う・・なば・・・ら・・・・・くん・・・?





声が出せず、無音で呟く。





笑った。
海原君が。






するとその幻は、すっと消えた。




消えてから、しばらく私は放心状態だった。





口をぽかんと開け、目なんか限界以上に開ききってる。





そんな私に気付いた碧海が言った。




「先生、麻美が気分悪そうなので保健室に行ってきます」




「おー。
海原の風邪でもうつったのかー?まぁ、とりあえず見てもらってこい。
顔色悪いなー、ほんとに大丈夫かー?」




そう、私の顔は血が止まったかのように真っ白。
漂白剤でも使ったみたいに。




「だ!い!じょ!う!ぶ!です!!」




これを言ったのは私じゃない、碧海だ。

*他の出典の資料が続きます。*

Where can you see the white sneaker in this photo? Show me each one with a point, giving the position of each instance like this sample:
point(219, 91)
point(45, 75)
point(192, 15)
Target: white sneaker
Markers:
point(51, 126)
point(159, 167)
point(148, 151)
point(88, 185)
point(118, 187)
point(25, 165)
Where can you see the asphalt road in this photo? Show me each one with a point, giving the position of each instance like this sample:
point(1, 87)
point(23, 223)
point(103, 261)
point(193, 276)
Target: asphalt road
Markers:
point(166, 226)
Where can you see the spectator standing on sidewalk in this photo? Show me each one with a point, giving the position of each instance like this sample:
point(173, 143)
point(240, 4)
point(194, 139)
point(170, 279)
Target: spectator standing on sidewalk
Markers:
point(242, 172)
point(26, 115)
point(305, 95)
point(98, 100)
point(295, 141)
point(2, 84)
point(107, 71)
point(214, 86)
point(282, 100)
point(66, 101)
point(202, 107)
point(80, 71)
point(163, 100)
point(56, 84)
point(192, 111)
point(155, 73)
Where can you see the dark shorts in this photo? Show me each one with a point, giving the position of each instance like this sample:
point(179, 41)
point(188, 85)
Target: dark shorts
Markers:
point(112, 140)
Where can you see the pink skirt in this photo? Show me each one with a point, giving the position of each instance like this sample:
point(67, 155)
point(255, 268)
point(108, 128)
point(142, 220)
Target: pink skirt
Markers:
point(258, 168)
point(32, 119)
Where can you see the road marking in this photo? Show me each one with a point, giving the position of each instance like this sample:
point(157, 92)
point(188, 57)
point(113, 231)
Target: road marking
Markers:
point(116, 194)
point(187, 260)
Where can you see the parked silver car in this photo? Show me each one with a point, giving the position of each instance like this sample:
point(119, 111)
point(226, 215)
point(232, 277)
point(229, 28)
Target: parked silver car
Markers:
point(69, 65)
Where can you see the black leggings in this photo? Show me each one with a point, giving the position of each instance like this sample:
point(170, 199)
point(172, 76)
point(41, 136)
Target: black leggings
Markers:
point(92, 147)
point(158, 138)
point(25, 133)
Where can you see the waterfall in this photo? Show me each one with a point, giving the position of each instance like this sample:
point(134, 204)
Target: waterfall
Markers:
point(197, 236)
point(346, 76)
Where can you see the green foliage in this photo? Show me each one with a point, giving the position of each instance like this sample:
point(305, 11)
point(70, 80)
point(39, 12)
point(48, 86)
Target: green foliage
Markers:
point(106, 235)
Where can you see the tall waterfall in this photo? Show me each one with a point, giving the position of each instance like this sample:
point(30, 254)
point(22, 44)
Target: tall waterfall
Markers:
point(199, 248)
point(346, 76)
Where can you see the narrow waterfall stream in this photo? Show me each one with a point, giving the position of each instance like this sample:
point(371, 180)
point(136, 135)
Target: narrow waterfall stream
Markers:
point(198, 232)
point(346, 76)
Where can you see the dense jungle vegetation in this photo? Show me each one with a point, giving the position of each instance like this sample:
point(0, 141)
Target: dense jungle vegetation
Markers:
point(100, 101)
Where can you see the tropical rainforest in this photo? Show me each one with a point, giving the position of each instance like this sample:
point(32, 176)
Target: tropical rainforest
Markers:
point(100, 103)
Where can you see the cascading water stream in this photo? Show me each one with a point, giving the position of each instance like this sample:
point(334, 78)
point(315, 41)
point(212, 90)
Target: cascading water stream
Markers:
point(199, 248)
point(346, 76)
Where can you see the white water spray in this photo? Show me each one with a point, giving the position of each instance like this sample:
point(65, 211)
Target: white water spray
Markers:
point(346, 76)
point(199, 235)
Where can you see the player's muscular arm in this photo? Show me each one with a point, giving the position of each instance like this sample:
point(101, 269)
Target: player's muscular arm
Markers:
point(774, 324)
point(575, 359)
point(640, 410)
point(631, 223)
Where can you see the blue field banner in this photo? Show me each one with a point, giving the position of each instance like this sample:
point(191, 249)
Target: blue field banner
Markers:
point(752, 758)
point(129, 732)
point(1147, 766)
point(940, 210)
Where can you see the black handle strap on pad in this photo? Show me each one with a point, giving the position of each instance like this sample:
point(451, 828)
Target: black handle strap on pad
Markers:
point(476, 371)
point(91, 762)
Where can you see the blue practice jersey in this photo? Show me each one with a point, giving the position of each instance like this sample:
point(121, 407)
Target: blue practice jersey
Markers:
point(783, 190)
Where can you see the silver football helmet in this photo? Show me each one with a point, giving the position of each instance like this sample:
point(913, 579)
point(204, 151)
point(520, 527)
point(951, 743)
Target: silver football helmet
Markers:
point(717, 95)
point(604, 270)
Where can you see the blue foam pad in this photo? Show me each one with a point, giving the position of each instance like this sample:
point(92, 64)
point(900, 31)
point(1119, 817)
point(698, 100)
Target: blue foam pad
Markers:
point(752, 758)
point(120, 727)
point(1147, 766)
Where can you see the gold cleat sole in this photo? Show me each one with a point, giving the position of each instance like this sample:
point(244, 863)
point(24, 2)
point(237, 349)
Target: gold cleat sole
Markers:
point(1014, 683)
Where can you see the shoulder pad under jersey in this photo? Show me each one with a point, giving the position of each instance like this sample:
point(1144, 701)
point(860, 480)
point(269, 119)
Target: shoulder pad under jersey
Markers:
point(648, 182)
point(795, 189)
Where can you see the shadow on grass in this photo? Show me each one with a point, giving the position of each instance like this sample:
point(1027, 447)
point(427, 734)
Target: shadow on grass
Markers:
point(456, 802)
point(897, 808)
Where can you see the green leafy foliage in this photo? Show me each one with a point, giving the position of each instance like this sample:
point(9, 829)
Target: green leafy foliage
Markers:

これだけ言うと、碧海は私を引っ張って保健室に行く道をわざと遠回りしながら行った。




「どうしたの麻美。
なんかあったでしょ、隠しても無駄だからね。
嘘って顔見ればすぐ分かるから」





そう、私はもんのすんごくわかりやすいらしい、だから今までだって何度もばれてる・・・、ってそうじゃなくて!!





「あのね、海原君が笑ったの!いつも無表情なのに!!!」




すると、碧海が心配そうな顔になって言った。